- Monmouth Creek complex Location within British Columbia

Highest point
- Elevation: 510 m (1,670 ft)
- Coordinates: 49°41′38″N 123°11′49″W﻿ / ﻿49.69389°N 123.19694°W

Geography
- Location: British Columbia, Canada
- District: New Westminster Land District
- Parent range: Pacific Ranges
- Topo map: NTS 92G11 Squamish

Geology
- Rock age: Unknown
- Volcanic arc: Cascade Volcanic Arc
- Volcanic belt: Garibaldi Volcanic Belt
- Volcanic field: Squamish volcanic field

= Monmouth Creek complex =

Volcanic complex in British Columbia, Canada

The Monmouth Creek complex is a volcanic complex in southwestern British Columbia, Canada, located 4 km southwest of the community of Squamish on the west side of the Squamish River mouth. It lies in the southern Pacific Ranges of the Coast Mountains and is part of the Squamish volcanic field in the southern Garibaldi Volcanic Belt, which represents the northernmost extension of the Cascade Volcanic Arc.

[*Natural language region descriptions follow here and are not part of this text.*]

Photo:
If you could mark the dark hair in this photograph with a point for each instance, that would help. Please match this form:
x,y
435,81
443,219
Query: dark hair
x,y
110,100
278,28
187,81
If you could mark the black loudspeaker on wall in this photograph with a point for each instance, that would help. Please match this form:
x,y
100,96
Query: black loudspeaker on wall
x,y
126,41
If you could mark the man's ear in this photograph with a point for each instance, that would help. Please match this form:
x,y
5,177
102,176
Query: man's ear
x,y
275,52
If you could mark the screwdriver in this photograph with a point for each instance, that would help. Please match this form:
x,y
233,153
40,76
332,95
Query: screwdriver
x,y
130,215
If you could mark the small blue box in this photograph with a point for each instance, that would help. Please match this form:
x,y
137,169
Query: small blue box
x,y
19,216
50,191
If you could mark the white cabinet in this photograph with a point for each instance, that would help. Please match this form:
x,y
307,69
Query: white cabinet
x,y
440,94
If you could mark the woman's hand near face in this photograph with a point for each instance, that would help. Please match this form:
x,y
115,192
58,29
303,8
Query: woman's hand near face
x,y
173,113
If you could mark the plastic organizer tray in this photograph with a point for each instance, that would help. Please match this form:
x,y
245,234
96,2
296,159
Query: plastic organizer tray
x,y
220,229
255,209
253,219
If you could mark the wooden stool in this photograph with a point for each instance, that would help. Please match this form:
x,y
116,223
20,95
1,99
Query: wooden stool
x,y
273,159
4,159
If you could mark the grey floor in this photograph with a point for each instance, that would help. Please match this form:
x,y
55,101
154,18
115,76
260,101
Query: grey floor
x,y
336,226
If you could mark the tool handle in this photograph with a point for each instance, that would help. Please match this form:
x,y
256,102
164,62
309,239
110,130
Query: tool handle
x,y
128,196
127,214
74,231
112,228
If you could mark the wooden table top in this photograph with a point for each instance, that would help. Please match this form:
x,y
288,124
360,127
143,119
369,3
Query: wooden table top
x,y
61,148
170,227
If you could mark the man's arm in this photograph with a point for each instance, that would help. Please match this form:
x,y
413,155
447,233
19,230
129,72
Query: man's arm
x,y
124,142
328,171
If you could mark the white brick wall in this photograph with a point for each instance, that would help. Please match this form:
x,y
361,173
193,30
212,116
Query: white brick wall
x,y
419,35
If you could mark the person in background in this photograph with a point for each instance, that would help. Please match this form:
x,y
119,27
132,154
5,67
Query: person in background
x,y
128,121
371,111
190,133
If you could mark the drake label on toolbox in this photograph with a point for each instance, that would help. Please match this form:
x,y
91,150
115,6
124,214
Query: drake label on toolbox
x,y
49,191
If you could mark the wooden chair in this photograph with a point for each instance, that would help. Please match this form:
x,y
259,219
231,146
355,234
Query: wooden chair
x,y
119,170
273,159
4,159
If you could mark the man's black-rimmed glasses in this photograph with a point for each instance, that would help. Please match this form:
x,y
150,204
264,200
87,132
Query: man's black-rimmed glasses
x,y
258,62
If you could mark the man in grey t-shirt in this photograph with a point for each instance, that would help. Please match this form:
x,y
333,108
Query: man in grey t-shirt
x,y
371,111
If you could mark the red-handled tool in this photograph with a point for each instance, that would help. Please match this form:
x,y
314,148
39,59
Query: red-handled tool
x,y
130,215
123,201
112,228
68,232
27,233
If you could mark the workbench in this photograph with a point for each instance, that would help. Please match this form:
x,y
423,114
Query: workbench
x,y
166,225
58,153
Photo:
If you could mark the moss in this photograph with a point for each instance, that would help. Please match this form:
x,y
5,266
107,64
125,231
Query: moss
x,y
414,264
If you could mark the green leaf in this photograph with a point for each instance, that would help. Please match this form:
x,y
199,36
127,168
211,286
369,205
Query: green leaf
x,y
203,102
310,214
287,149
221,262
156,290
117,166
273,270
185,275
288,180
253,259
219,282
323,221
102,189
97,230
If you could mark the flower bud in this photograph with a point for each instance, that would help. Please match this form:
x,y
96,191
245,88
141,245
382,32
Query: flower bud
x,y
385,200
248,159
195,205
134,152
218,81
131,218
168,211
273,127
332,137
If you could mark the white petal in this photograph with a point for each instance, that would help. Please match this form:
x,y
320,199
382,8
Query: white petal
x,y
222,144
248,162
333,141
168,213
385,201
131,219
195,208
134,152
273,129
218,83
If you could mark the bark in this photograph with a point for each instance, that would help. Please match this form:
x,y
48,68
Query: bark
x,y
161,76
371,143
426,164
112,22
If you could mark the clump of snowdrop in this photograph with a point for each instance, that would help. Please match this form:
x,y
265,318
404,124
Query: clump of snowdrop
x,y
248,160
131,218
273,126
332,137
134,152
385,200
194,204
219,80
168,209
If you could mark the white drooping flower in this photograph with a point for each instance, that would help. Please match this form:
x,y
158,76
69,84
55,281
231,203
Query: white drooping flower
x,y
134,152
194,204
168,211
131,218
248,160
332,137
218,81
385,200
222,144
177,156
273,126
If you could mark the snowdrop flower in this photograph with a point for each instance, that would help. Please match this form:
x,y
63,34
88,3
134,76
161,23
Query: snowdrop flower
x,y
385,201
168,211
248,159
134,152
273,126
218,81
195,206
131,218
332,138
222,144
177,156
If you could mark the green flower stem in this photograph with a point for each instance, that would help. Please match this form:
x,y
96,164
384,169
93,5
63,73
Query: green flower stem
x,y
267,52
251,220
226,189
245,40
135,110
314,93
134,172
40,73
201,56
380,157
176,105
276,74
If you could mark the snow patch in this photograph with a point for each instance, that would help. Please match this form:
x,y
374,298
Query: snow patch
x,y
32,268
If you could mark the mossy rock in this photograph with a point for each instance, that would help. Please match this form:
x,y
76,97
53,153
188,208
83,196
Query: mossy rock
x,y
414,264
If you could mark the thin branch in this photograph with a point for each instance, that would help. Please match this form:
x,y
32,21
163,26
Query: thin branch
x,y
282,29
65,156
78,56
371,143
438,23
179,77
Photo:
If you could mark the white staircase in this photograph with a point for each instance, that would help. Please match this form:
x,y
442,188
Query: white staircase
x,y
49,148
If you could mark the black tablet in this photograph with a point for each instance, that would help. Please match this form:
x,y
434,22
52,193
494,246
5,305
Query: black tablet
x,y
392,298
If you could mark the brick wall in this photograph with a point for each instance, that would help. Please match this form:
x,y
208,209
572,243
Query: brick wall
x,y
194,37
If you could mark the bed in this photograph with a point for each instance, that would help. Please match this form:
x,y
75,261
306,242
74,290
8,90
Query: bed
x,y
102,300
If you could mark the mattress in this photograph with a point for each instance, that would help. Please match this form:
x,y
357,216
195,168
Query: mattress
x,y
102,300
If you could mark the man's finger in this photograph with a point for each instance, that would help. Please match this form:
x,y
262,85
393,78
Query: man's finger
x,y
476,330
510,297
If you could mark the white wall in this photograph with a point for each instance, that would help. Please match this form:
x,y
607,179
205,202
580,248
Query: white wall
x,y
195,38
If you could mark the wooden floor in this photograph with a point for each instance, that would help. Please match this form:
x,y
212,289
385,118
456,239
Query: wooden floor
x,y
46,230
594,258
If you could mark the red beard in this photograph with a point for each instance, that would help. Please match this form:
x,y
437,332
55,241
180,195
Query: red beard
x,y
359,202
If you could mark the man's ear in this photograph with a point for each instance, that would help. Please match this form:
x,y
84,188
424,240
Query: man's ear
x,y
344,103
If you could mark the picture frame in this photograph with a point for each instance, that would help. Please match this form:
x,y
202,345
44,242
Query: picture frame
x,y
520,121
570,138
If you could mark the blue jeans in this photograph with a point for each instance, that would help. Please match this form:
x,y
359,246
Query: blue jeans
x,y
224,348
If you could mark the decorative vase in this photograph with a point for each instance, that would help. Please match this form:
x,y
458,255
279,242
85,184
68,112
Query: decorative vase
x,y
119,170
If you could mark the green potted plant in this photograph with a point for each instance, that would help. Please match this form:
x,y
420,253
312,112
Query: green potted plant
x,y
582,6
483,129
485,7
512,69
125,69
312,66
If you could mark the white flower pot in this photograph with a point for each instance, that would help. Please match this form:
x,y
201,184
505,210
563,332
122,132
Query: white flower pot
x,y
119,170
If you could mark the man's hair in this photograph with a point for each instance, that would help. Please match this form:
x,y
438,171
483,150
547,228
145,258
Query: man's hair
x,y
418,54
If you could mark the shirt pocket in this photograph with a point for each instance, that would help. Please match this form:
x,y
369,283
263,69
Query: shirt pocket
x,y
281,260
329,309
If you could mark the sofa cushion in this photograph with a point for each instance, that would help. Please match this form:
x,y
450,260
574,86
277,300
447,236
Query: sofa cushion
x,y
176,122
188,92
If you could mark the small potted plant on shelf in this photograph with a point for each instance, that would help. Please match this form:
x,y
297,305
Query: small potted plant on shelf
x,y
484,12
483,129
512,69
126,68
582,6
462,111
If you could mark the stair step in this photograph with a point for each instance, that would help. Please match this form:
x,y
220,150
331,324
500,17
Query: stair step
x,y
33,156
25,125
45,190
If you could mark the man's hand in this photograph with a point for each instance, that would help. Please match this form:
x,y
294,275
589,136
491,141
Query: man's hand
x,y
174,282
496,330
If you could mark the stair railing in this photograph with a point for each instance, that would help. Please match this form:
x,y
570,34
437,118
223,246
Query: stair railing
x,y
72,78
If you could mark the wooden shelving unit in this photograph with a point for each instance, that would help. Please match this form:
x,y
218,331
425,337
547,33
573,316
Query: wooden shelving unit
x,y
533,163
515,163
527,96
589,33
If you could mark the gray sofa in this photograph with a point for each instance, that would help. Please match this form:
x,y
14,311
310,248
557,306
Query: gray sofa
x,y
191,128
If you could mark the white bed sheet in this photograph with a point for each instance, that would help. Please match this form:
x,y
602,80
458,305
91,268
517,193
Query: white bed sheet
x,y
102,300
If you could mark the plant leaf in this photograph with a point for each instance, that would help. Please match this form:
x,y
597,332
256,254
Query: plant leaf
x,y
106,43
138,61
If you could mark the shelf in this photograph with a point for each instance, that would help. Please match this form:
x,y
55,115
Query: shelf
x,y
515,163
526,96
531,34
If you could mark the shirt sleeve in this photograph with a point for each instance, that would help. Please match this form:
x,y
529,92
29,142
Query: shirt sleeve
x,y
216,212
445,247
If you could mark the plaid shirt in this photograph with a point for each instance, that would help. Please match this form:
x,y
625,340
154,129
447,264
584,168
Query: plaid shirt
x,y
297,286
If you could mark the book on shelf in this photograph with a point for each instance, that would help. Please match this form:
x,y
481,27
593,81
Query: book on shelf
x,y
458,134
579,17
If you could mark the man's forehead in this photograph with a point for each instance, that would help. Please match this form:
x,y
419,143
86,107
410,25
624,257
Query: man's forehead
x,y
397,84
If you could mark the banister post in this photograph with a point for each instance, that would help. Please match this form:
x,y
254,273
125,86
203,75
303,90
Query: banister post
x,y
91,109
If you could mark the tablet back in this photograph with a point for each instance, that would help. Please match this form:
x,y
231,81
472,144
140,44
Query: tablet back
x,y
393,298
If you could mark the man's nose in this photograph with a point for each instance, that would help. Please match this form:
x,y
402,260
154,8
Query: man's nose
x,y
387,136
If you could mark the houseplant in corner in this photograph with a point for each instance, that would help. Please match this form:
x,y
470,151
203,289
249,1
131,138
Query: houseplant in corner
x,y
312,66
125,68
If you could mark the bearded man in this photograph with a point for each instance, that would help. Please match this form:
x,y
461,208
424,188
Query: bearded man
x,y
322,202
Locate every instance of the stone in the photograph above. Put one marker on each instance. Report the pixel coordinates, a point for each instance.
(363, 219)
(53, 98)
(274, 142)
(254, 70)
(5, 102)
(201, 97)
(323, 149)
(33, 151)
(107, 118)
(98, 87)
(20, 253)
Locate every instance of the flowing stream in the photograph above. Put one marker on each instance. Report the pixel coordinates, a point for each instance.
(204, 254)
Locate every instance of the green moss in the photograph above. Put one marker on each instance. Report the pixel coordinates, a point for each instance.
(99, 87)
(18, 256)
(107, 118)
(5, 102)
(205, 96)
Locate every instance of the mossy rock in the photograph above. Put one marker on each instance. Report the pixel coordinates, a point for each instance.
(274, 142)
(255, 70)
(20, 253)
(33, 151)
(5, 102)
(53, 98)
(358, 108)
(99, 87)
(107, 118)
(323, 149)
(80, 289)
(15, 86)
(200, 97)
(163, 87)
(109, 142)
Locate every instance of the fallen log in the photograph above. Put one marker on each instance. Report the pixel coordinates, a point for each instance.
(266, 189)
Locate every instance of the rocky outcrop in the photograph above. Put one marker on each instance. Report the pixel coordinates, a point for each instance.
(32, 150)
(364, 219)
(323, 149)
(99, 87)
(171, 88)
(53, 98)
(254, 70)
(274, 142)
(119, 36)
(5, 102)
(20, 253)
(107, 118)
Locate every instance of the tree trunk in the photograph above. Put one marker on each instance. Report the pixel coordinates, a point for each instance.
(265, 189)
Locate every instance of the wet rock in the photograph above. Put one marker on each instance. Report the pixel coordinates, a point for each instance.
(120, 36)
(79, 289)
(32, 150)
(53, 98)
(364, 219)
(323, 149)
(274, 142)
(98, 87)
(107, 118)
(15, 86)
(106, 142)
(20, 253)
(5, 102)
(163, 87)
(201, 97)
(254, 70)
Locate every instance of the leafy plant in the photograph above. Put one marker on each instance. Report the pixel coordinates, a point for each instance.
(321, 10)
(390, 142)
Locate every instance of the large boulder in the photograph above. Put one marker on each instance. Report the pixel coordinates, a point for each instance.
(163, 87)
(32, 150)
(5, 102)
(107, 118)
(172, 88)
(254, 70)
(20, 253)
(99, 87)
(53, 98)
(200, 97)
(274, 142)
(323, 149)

Its prominent and enigmatic edifice is composed of basaltic andesite to dacite of unknown age and may represent a group of dikes and lava domes that formed subglacially. At least four dikes protrude its summit. These form the ribs of 60 m to 180 m high lava spines, the tallest being The Castle, which contains horizontal and radiating columnar joints. The spines are covered by welded breccia close to their bases and columnar jointing extends into the welded sequence. The most elevated lava flows and spines are composed of dacite.